TOKYO (Reuters) – Japan will extend tax cuts on luxury cars and seek to shift its savings to investment in an annual tax code overhaul approved by the bloc. – managed last Friday.
The government will also raise corporate, income and cigarette taxes to double Japan’s defense spending to 2% of gross domestic product (GDP) by 2027 – response on China and North Korea’s missile launches.
Below are the key changes under the revised tax code, which will take effect in the next fiscal year starting in April 2023, once approved by parliament.
Japan will extend tax breaks on low-emission vehicles by the end of 2023, and will increase the level of emissions reductions required in several steps starting in 2024. its position until April 2026, will cover half of all news. car.
The government will also phase out gasoline-powered cars from 2025 with tax cuts given to the auto sector to help it overcome supply constraints.
Under a “new capitalism” initiative aimed at redistributing income, Prime Minister Fumio Kishida sought to shift Japan’s 2 quadrillion yen ($14.52 trillion) in real estate from the savings and for investments.
As part of this initiative, the government will implement a long-term program that provides discounts for household investments.

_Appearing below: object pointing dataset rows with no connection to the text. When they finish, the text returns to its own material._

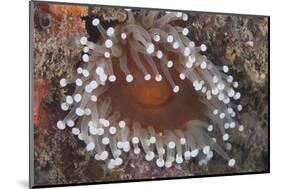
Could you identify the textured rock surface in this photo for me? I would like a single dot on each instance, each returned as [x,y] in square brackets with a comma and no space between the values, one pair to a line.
[240,41]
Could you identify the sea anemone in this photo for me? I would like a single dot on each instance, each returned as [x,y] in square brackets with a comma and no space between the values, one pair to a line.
[145,89]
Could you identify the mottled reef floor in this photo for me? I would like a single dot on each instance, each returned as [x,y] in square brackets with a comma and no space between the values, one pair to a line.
[240,41]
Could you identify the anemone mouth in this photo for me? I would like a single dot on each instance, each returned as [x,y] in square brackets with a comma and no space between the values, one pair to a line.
[153,103]
[146,88]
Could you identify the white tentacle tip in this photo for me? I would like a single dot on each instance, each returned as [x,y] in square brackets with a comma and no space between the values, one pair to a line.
[231,162]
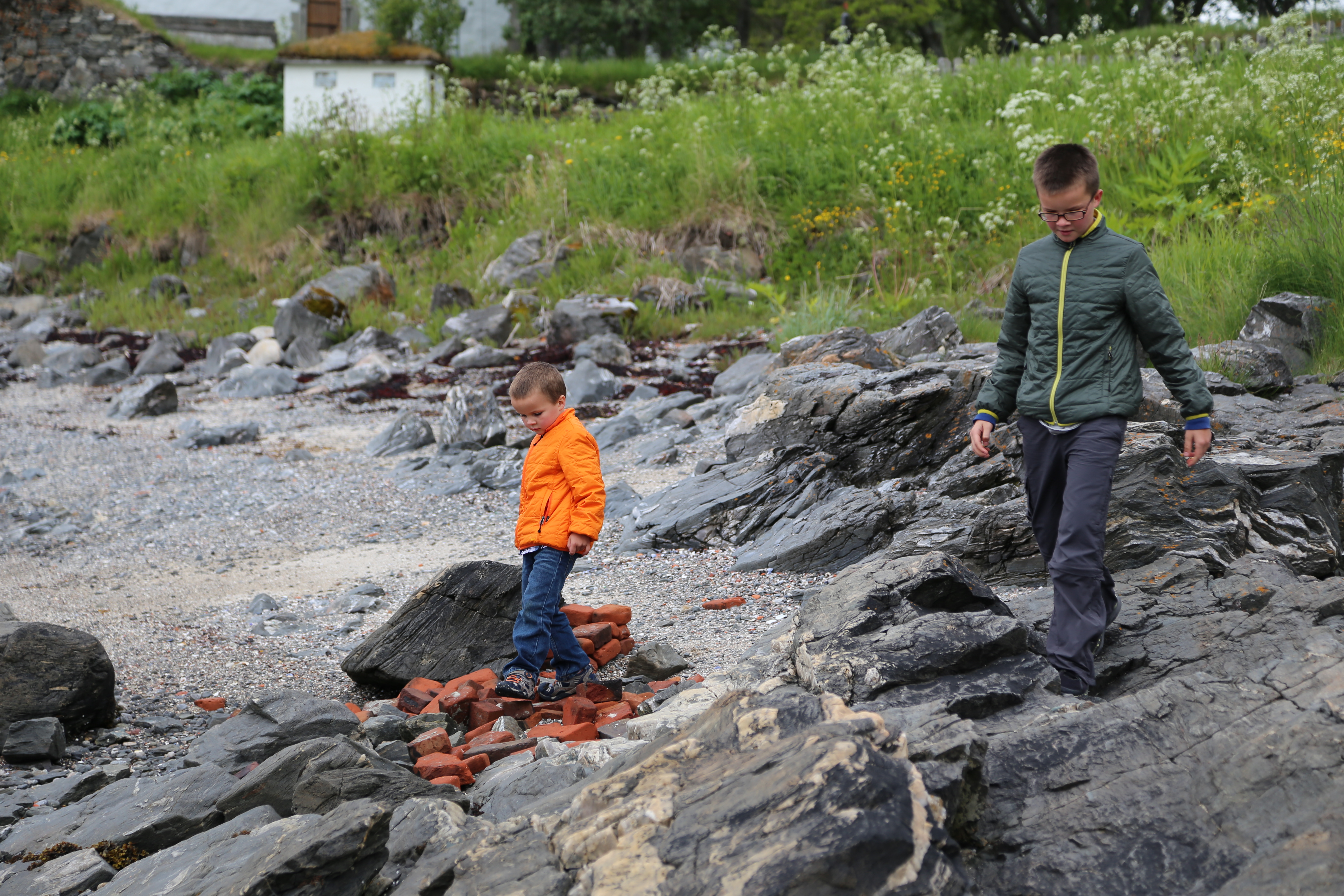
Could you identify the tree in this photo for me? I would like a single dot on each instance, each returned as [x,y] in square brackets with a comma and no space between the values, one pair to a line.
[429,22]
[623,28]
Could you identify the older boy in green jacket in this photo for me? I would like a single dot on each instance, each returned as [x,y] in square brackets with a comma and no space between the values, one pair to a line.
[1068,364]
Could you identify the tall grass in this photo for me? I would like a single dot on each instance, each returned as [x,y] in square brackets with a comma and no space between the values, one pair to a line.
[861,167]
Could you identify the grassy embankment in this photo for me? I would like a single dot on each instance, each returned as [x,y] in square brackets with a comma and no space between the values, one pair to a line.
[849,163]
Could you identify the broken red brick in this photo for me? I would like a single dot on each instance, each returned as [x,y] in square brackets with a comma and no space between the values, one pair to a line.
[608,652]
[578,615]
[577,711]
[535,719]
[596,632]
[615,613]
[484,713]
[431,742]
[412,700]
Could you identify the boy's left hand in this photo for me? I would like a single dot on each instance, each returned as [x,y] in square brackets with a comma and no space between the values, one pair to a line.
[1197,447]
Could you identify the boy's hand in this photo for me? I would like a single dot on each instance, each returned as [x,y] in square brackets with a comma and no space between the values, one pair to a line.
[1197,445]
[980,432]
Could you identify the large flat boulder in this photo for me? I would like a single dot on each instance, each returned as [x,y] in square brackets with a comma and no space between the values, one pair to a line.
[50,671]
[460,621]
[153,813]
[268,723]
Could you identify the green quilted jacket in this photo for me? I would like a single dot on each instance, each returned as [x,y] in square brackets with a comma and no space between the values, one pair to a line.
[1066,350]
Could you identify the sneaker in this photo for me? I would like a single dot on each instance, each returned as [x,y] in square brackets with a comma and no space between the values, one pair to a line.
[518,684]
[557,688]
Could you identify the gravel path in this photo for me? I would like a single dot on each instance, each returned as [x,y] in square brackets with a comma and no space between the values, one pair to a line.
[160,551]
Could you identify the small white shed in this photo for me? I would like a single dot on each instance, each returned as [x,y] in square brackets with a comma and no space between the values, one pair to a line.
[346,80]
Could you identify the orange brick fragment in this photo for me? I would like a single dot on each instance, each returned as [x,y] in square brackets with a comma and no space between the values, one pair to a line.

In general, it will triple the limit on investments eligible for the tax break starting in 2024.
The profit tax rate is equal to the amount of income in Japan, unlike income tax, which is progressive.
In a symbolic effort to address income inequality, the government in 2025 will impose an additional tax on 200 to 300 people who earn more than 3 billion yen annually from investing in stocks and real estate.
The Kishida administration emphasized the need to nurture startups that could boost Japan’s economic growth.
The government will extend tax breaks to retail investors when buying and selling stocks in start-up companies.
Profits from the sale of startup shares will be exempt from income tax if reinvested in other businesses.